If the distance from city center increases by 1 km, on average the price of the apartment decreases by 23.945€ per m2 (p < 0.001) assuming age is constant.
49.68% of the variability of price of apartments is affected by linear effect of age and distance from city center.
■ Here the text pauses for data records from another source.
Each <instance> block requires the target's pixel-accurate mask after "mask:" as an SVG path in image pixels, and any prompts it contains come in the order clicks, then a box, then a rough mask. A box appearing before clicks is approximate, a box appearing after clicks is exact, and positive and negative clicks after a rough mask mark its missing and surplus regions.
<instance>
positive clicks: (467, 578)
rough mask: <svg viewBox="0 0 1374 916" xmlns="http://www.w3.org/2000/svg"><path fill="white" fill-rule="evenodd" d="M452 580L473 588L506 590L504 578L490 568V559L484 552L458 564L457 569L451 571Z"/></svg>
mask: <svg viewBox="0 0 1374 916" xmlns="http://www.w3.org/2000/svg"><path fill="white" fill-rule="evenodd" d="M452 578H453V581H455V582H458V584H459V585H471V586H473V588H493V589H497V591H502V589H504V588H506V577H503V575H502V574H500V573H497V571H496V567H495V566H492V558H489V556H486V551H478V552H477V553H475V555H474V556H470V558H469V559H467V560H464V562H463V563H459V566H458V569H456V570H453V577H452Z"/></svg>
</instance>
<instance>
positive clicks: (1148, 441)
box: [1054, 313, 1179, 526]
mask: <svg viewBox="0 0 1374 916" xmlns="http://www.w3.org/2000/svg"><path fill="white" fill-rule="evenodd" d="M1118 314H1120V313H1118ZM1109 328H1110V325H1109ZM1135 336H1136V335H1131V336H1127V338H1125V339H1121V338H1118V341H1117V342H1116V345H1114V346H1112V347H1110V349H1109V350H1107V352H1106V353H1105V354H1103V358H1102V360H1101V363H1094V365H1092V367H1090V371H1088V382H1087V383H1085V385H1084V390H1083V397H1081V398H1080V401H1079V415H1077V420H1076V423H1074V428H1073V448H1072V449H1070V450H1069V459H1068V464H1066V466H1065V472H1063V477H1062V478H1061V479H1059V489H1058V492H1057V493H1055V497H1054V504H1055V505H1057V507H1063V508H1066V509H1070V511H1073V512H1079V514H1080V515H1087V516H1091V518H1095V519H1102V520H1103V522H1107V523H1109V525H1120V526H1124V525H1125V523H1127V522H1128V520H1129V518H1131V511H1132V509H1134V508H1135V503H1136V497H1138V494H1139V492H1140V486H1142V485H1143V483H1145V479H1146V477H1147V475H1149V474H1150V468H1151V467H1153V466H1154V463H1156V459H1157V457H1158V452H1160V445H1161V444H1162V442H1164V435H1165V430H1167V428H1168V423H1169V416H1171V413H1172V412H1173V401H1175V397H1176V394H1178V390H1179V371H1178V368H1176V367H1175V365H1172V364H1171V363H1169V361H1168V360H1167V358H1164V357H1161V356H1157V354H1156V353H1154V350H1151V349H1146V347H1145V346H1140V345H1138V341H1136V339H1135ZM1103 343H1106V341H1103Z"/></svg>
fit3 <- lm(Price ~ Age + Distance + ParkingF + BalconyF,
data = mydata)
anova(fit2, fit3)
## Analysis of Variance Table
##
## Model 1: Price ~ Age + Distance
## Model 2: Price ~ Age + Distance + ParkingF + BalconyF
## Res.Df RSS Df Sum of Sq F Pr(>F)
## 1 80 5982100
## 2 78 5458696 2 523404 3.7395 0.02813 *
## ---
## Signif. codes: 0 '***' 0.001 '**' 0.01 '*' 0.05 '.' 0.1 ' ' 1
We can reject the null hypothesis (p = 0.028). The model fit3 fits the data better.
summary(fit3)
##
## Call:
## lm(formula = Price ~ Age + Distance + ParkingF + BalconyF, data = mydata)
##
## Residuals:
## Min 1Q Median 3Q Max
## -499.06 -194.33 -32.04 219.03 544.31
##
## Coefficients:
## Estimate Std. Error t value Pr(>|t|)
## (Intercept) 2358.900 93.664 25.185 < 2e-16 ***
## Age -7.197 3.148 -2.286 0.02499 *
## Distance -21.241 2.911 -7.296 2.14e-10 ***
## ParkingFYes 168.921 62.166 2.717 0.00811 **
## BalconyFYes -6.985 58.745 -0.119 0.90566
## ---
## Signif. codes: 0 '***' 0.001 '**' 0.01 '*' 0.05 '.' 0.1 ' ' 1
##
## Residual standard error: 264.5 on 78 degrees of freedom
## Multiple R-squared: 0.5408, Adjusted R-squared: 0.5173
## F-statistic: 22.97 on 4 and 78 DF, p-value: 1.449e-12
Given the age and distance from the city center of apartments, apartments with parking have on average 168.921€ higher price per m2 (p = 0.008) than apartments without parking.
We cannot say that balcony would effect the expected price per m2.
F-statistics is the test of Significance of regression. The hypothesis is:
mydata$Fitted <- fitted.values(fit3)
mydata$Residuals <- residuals(fit3)
head(mydata$Residuals[2])
## [1] 422.9572
The residual for apartment ID2 is 422.96€.